Section 76 of the same statute (page 61) provides:

"Any public utility which violates or fails to comply with any provisions . . . of this act . . . is subject to a penalty of not less than $500 nor more than $2,000 for each and every offense."

It needs no citation of authority to the effect that said statute was enacted primarily in behalf of the public rather than the owners of public utilities. It is a settled rule that a contract will not be enforced if the contract is in violation *479 of the provisions of a statute enacted for the protection of the public. (Levinson v. Boas, 150 Cal. 185, 193, [11 Ann. Cas. 661, 12 L. R. A. (N. S.) 575, 88 P. 825].) It will be noted that the language of the Public Utilities Act is not only prohibitory, but a penalty is provided for violations thereof. Such a statute must be construed as being prohibitory, and a contract made in contravention of the terms thereof is void and is unenforceable. (Berka v. Woodward, 125 Cal. 119, 127, [73 Am. St. Rep. 31, 45 L. R. A. 420, 57 P. 777]; State v.Wilson, 73 Kan. 334, 343, [117 Am. St. Rep. 479, 84 P. 737, 80 P. 639], and extended notes.) A court of equity will never assume jurisdiction to prepare a decree dependent for its efficacy on the approval or rejection of some other co-ordinate or inferior board or tribunal, but only when the court can enforce its decree. (3 Pomeroy's Equity Jurisprudence, sec. 1405; Senter v. Davis, 38 Cal. 450, 455.) Furthermore, when, acting within the scope of its constitutional powers, the legislature has sought by statute to provide that certain contracts may be made only after obtaining certain permits so to do, such permits become conditions precedent to the making of enforceable contracts. (Gardner v.Tatum, 81 Cal. 370, [22 P. 880]; Jacks v. Taylor, 24 Cal.App. 667, 674, 675, [142 P. 121]; State v. Wilson,73 Kan. 334, 343, [117 Am. St. Rep. 479, 506, 507, 80 P. 639, 84 P. 737].) In the instances mentioned above the purported contract is illegal. When that fact is called to the attention of the court, the court will refuse the plaintiff any relief and will leave the parties where it finds them. Such action is taken not to help the defendant, but not to help the plaintiff; not for the sake of either party, but for the sake of the law itself. (Union v. Buckman, 150 Cal. 159, 164, 165, [119 Am. St. Rep. 164, 11 Ann. Cas. 609, 9 L. R. A. (N. S.) 568, 88 P. 708];O'Brien v. Shea, 208 Mass. 528, [22 Ann. Cas. 1030, 1033,95 N.E. 99].)

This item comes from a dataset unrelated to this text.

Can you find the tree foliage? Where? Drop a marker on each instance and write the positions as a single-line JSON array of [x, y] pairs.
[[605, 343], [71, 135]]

The judgment should be affirmed, and it is so ordered.

Lennon, P. J., and Beasly, J., pro tem., concurred.

A petition to have the cause heard in the supreme court, after judgment in the district court of appeal, was denied by the supreme court on December 16, 1918, and the following opinion then rendered thereon: *480

THE COURT. — The application for a hearing in this court, after decision in the district court of appeal of the first appellate district, is denied.

In denying the application, we deem it proper to say that we do so upon the theory that, in view of the matters stated in the opinion, the equitable remedy of specific performance is not available to the plaintiff. In view of such a conclusion, it is unnecessary to decide whether the attempted agreement was absolutely void, and we are not to be understood as expressing any opinion thereon.